Kirkwood does not suggest that we need to build more snoezelen rooms, but that we need to look at the reason snoezelen rooms improve wellbeing.
“As people use such rooms they become more active and control the environment they are in. They press buttons to turn lights or films on, or to trigger sounds and music. It is beneficial because people are active and actively participate in life.”
Freedom of choice
Choosing the music you listen to changes more than just the sounds you hear. Actively choosing who you listen to music with, and even choosing to participate in local music groups, brings people into contact with their community and improves social wellbeing.
Tessa Fothergill, Secretary of Bunbury Ladies Probus, is an advocate for local music groups, particularly choir groups. Tessa arrived as a stranger in Bunbury in her late 60s. Having sung in choir groups all of her life, she took a deep breath and went in search of her local choir group. She soon found an advertisement in a local paper and showed up at a rehearsal.
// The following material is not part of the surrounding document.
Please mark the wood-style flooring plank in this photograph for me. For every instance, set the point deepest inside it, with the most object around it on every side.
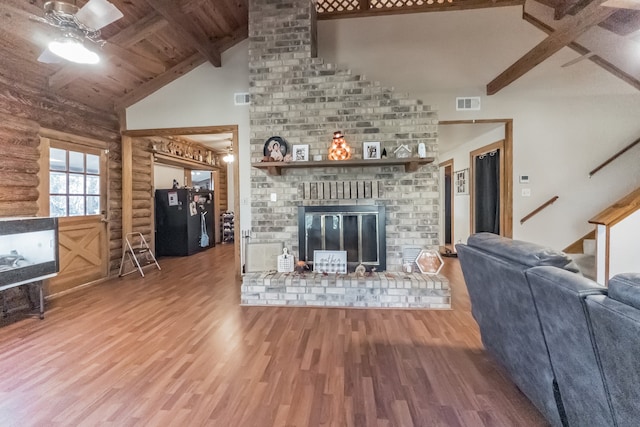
(176, 348)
“There was instant camaraderie – thirty or forty people who were genuinely pleased to see me and who wanted to see me again the following week and the week after that. A choir is a wonderful community,” she says.
Recently, Tessa watched a choir perform and saw the importance of choir groups for older people. As 72 women performed, Tessa noticed that it was a “choir of all ages”.
“I looked at the group of women and saw white hair and black hair alongside flashes of auburn and blonde,” she says. “When you’re in your 70s it is too easy to live in a world made up of other 70-year-olds. But when you’re in a choir, you’re with people of all ages. Meeting younger people is essential if you want to stay active and engaged with your community.”
Control
As scientists continue their attempts to understand why music benefits health, two important effects of music stand out as key aspects of wellbeing.
As Sandra Kirkwood points out, “the ability to control your environment is vital to wellbeing”. Treatment plans that allow people to choose what music they listen to, or how they participate in music, empower people and help them achieve a sense of self-worth and confidence.
Further, as Tessa Fothergill explains, “learning music leads to both physical and social wellbeing – you start with mental stimulus, but it opens the door to emotional and social health.”
Making time for music – listening, watching and playing – may just be the most important health decision you make – for yourself and your community.